Thornton ainda citou a variedade CCN 51, desenvolvida no Equador, como um exemplo positivo de ação rápida e eficaz na América Latina. “Essa variedade é resistente e de alta produtividade, trazendo resultados mais rápidos. Embora isso não se aplique diretamente à situação da África, é justamente iniciativas como essa que devemos replicar.”

Em sua defesa, ela destacou a importância de desenvolver árvores menores, que sejam mais fáceis de manejar e colher, como parte do processo de introdução da mecanização nas plantações. “Precisamos pensar em produtividade juntamente com a escalabilidade do manejo,” completou.

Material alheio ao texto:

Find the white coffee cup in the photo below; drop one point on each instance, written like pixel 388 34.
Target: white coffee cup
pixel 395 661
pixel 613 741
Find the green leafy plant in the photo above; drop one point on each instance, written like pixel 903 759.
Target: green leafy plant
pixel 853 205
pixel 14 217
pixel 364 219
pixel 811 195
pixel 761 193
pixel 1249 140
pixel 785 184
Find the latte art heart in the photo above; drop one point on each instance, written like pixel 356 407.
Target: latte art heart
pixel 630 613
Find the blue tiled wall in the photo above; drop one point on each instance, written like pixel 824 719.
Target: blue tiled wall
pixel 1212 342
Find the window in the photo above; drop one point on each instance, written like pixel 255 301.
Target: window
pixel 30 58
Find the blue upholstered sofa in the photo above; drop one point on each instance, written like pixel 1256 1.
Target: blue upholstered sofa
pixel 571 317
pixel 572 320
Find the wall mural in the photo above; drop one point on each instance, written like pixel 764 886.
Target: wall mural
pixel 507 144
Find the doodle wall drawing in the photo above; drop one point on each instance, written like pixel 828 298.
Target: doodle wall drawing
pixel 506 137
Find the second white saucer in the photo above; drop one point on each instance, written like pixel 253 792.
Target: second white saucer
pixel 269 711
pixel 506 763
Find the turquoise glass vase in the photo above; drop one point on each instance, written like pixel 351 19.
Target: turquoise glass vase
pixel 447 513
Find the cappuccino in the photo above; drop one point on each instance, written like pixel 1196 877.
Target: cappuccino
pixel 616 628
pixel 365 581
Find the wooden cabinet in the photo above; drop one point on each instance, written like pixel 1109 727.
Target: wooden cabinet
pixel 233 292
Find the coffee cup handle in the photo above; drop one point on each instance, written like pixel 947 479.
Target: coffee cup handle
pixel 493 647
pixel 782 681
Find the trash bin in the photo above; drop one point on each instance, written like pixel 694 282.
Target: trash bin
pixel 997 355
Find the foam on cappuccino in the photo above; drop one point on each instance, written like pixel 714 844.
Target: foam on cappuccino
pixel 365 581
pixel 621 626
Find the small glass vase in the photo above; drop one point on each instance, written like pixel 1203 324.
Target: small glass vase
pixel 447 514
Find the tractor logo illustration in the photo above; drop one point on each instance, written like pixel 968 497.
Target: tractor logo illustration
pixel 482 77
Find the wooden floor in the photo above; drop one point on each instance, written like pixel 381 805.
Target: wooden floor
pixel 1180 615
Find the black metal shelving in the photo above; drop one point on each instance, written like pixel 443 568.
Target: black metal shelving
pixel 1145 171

Um Novo Caminho para o Cacau

Para se adaptar a esse novo cenário, Thornton propôs a criação de uma Iniciativa de Sobrevivência do Cacau. “A WCF atua como a voz do setor privado, enquanto a Organização Internacional do Cacau (ICCO) representa os países produtores. Juntas, elas podem se unir para formar uma forte representação global.”

Ela criticou a atual fragmentação da pesquisa no setor: “Muito do que poderia ser feito está sendo realizado em universidades. Precisamos de um foco global que otimize o uso dos recursos e que busque mais investimentos.”

Por fim, Thornton deixou uma mensagem clara: “O caminho à frente é desafiador. O cenário econômico e político é incerto, e os investimentos para o desenvolvimento estão diminuindo. Se não aproveitarmos a atenção temporária voltada ao cacau para estabelecer uma base sólida, corremos o risco de sermos esquecidos novamente. Isso pode ser o maior risco que enfrentamos.”